BaseVarModel

This class is responsible for modelling the variables selected as the base components of a feedback loop. BaseVarModel is a class that extends BaseVarSelector and automates the process of base variable selection prior to modelling. The class attempts to create an accurate symbolic regression (SR) model with lagged features of base variables and evaluates it against a random forest (RF) model.

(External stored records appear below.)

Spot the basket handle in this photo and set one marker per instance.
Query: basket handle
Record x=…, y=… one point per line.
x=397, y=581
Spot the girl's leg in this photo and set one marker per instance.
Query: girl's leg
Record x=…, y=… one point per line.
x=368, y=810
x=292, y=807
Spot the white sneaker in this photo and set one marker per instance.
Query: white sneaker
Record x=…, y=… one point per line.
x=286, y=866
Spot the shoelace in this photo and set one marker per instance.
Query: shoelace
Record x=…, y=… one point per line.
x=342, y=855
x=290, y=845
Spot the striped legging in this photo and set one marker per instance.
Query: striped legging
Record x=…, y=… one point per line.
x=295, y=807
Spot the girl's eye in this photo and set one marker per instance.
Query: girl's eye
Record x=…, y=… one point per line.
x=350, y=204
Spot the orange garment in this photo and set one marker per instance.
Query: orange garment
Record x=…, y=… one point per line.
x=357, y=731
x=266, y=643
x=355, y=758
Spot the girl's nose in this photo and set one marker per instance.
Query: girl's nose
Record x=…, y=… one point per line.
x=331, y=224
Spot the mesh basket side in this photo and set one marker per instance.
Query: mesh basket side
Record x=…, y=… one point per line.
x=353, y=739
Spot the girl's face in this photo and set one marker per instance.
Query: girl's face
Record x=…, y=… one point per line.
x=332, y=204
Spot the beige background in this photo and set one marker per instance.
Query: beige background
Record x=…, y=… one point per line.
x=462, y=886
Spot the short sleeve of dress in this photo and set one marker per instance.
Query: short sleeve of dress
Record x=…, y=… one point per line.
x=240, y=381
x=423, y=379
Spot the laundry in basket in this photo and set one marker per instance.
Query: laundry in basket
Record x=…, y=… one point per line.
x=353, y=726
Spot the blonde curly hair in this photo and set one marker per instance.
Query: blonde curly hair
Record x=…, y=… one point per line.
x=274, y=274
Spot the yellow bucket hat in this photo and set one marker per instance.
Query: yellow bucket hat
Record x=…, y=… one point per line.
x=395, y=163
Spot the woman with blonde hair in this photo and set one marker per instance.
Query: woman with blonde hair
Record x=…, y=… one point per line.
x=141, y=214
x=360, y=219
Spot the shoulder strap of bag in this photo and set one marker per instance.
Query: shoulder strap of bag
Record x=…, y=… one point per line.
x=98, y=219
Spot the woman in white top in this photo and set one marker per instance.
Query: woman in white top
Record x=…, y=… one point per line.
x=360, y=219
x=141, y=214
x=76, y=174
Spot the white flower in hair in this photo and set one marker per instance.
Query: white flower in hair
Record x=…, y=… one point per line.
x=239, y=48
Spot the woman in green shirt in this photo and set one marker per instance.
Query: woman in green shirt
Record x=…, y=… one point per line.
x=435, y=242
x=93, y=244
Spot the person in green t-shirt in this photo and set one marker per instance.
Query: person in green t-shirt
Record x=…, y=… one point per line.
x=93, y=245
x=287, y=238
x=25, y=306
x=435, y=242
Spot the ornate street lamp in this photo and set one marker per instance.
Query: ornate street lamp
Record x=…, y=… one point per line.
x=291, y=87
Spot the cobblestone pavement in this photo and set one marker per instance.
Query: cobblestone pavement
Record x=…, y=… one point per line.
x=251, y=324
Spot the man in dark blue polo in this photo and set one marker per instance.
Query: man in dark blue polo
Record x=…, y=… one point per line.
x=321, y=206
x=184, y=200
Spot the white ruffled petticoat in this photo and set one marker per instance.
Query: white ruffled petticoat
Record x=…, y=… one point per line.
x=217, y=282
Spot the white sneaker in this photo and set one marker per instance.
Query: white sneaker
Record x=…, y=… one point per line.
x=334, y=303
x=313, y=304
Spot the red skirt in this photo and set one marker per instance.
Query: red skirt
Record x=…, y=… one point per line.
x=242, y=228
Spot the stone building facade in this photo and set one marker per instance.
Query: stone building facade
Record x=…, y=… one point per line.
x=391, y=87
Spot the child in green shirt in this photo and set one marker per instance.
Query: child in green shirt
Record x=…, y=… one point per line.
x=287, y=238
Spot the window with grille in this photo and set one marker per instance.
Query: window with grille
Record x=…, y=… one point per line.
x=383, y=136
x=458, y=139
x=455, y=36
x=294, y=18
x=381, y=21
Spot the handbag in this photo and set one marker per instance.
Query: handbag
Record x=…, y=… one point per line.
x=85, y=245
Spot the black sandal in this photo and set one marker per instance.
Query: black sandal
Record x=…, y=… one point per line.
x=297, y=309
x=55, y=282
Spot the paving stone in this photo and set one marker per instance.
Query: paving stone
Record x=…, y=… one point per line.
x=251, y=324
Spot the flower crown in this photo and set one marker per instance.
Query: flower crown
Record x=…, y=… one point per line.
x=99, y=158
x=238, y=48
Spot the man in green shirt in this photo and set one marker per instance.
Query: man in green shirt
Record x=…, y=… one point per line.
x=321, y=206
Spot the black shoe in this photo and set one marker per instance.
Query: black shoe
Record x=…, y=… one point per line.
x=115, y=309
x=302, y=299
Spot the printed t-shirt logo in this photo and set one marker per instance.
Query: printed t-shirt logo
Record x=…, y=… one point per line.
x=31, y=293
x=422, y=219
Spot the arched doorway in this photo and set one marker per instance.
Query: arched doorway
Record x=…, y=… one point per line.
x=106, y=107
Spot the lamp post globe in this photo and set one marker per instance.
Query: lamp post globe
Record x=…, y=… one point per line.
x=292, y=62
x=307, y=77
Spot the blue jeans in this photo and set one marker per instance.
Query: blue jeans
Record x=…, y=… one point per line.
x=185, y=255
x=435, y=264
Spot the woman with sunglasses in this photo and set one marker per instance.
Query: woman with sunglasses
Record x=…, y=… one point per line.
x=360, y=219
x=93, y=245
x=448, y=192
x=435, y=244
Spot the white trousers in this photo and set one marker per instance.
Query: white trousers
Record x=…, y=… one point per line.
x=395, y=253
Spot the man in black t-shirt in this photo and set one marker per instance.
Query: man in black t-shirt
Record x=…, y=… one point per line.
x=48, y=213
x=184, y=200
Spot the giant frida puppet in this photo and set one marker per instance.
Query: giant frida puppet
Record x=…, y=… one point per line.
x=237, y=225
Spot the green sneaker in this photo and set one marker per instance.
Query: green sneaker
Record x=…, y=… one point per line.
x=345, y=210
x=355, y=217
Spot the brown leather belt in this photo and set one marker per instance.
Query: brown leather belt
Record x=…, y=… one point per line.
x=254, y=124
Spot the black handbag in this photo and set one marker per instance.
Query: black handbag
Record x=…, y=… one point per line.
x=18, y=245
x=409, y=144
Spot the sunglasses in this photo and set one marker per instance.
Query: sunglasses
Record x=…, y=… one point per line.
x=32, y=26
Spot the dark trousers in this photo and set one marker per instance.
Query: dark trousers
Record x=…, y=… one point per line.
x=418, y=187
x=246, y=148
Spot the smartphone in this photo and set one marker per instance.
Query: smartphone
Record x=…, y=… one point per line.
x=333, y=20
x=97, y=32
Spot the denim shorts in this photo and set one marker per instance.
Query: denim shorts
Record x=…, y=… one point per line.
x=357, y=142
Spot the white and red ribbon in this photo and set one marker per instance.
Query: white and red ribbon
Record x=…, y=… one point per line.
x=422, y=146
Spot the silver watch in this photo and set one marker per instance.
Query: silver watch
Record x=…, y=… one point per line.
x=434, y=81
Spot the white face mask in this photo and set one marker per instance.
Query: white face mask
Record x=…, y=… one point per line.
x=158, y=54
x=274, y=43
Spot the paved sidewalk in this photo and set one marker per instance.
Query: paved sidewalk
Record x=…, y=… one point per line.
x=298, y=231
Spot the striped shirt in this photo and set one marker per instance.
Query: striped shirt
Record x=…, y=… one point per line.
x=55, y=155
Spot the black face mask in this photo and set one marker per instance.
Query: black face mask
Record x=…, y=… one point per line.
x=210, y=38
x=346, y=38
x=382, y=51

The processing pipeline takes steps for aggressive outlier elimination and model distillation in the following structure:

  1. Use sklearn.neighbors.LocalOutlierFactor to remove local outliers from the data
  2. Check for seasonality in the filtered data through the use of autocorrelation analysis (ACF)
  3. Fit a sklearn.ensemble.RandomForestRegressor to the filtered data, using lagged features.
  4. Distill the data by replacing true y values by RF predictions. (further smooths out the noise)
  5. Initiate a PySRRegressor instance and enable or disable cyclical trigonometric functions based on the seasonality check at step 2 (trig enabled if data shows seasonality)
  6. Fit the SR model to the distilled data
  7. Compare \(MSE_{SR}\) and \(MSE_{RF}\), opt for using RF as the base model if SR introduces a significant increase to MSE

Following this pipeline, a generalized symbolic expression \(f(x_{t}, \dots, x_{t-n}) = y_t\) is derived. (provided the equation produces reasonable MSE) Model selection at the final step is performed such that:

\[ E_{MSE} = \frac{MSE_{SR}}{MSE_{RF}} -1 \]
\[ \text{and} \]
\[ Model = \begin{cases} SR & \text{if } E_{MSE} < 0.05 \\ RF & \text{if } E_{MSE} \geq 0.05 \end{cases} \]

Example Usage

from macrosim import BaseVarModel
import pandas as pd

df = pd.DataFrame(...)
bvm = BaseVarModel(df=df)

base: pd.DataFrame = bvm.get_base_candidates()

models = {}
for base_var in base.columns:
    bvm.symbolic_model(base[base_var],  # Run symbolic search with kwargs to set model params
                       maxsize=24,
                       niterations=200,
                       constraints= {
                           'atan': 1,  # Complexity of x for arctan(x)
                           '^': (-1, 3)  # Complexity of (x, y) for x^y. -1 = No constraint.
                       })  

    print(bvm.sr.get_best())  # Check descriptives of the best SR expression regardless of selected model 

    models[base_var] = bvm.model_select()  # Returns RF or SR based on MSE criteria

Methods

BaseVarModel.get_best_candidates

Run Granger Causality tests implemented in BaseVarSelector to determine the most causal variables.

Params:

  • None

Returns:

  • pd.DataFrame: Dataframe of the 2 most causal variables. (Will be parametrized to top \(n\) variables in the future)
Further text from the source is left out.